Mike Rizzo on Soto: 'Ceiling is limitless'
Johnny DiPuglia -- the Nationals’ VP and assistant GM of international operations, and so one of those who saw Juan Soto and all of his possibilities first -- was seated in the lobby of the Nats’ Spring Training office, waiting for his parents to arrive on Thursday morning. When he saw me, he asked why I was there. I told him I was on my way upstairs to visit with the team’s big baseball boss, Mike Rizzo, and talk about Soto.
DiPuglia smiled and said, “The Latin Mamba.”
A few minutes later I was with Rizzo, one of the great baseball men, in his office overlooking the field at FITTEAM Ballpark of the Palm Beaches on the first-base side, and asking him if there is a brighter young talent in the game than his left fielder.
“I don’t get into ‘the best this’ or ‘the brightest that,’” Rizzo said. “But let me put it this way: If there’s a team photo of the best players in our game, he’s in it.”
A few minutes later, after we talked about what Soto did last October -- when Rizzo said he was the Nationals’ MVP if you looked at their entire postseason -- Rizzo said this:
“I honestly believe this young man has the chance to be the face of Major League Baseball someday.

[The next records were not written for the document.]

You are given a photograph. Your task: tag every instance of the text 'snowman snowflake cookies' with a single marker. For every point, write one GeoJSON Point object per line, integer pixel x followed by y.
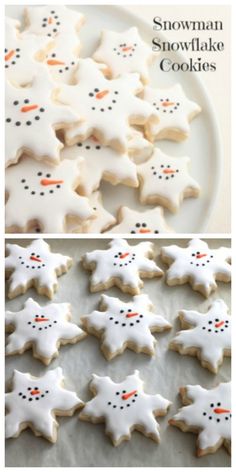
{"type": "Point", "coordinates": [34, 266]}
{"type": "Point", "coordinates": [121, 265]}
{"type": "Point", "coordinates": [34, 402]}
{"type": "Point", "coordinates": [123, 325]}
{"type": "Point", "coordinates": [208, 412]}
{"type": "Point", "coordinates": [197, 264]}
{"type": "Point", "coordinates": [42, 328]}
{"type": "Point", "coordinates": [124, 407]}
{"type": "Point", "coordinates": [207, 335]}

And I believe he’s the face of Latin baseball already.”
Then Rizzo was reliving one of the best baseball Octobers any team has ever had, as the Nationals were writing an ending to one of the best baseball stories of them all. We starting by talking about Soto’s home run against Clayton Kershaw, the back end of back-to-back homers with Anthony Rendon that tied Game 5 of the NL Division Series after the Dodgers led that game, 3-1.
“That’s not even the swing I remember the best,” Rizzo said. “The swing I remember best came in the Wild Card Game, when he was up against a lefty nobody hits [Josh Hader], and hit an absolute laser that ended up tying the game when their right fielder misplayed it and we scored three. But the kid was as relaxed in that moment as he was the whole month. And he showed me the same thing we’d seen from him when he was 16 years old, before I gave him more money [$1.5 million] than I’d ever given somebody that young in my life: The best strike zone discipline I’ve seen in a young ballplayer since Frank Thomas.”
Rizzo has now seen Bryce Harper come to the big leagues as a teenager, and he’s seen Soto do the same. Harper has more power, at least for now. Soto is a better hitter and a better all-around player. And the very best part with the young man from Santo Domingo?
No. 22 of the Washington Nationals does not turn 22 until the next baseball October.
It wasn’t supposed to be Soto’s time for the big leagues, at least not yet, when the Nationals called him up in 2018. But Howie Kendrick suffered an Achilles injury and Victor Robles, who was supposed to be the next kid in the chute for the Nationals at that time, was out for a few months with an elbow injury.
Rizzo made a call to Double-A Harrisburg, where Soto was playing at the time.
“Get Soto heading this way,” Rizzo said.
At that point, Soto had played exactly eight games for Harrisburg, which meant eight games above A ball in his life. The Nationals had started him in center field, then moved him to right. He went to left field in the big leagues and into the middle of the Nationals’ order, on a team that Rizzo thought might have enough to win it all a year before it actually did. And Soto did what he has done since leaving the Dominican: Walked into the room and acted as if he belonged.
Soto played 116 games the rest of the way and hit 22 home runs, including one at Yankee Stadium in front of a huge crowd that might just be landing now. He knocked in 70 runs and had an OPS of .923 and an on-base percentage of .406. His batting average was .292. Last year, across a full season, Soto hit .282, with 34 homers, 110 RBIs, an on-base percentage of .401 and an OPS of .949. At this point in his career, at his age, you wouldn’t trade him for anybody.
“His ceiling,” Rizzo said on Thursday morning, “is limitless.”
Rizzo smiled then. Big smile.
“After his rookie season, we told him that the one thing we wanted him to improve on was his defense,” he said. “So what does he do? He comes back and makes himself into a good enough outfielder that he’s one of the three finalists for the Gold Glove.
“Somehow he’s humble and cocky at the same time. Nothing has really changed since we called him up. He’s completely relaxed at the plate. He hits in the middle of the order. He plays every day. He hits righties and he hits lefties. And he plays the hell out of a position now that he hadn’t really ever played before he got here.”
We talk all the time about all the amazing young talent in the game. Soto’s the youngest one of all of them. Nobody's more talented. His boss is right. Sky’s the limit for No. 22 of the Nationals. Still just 21.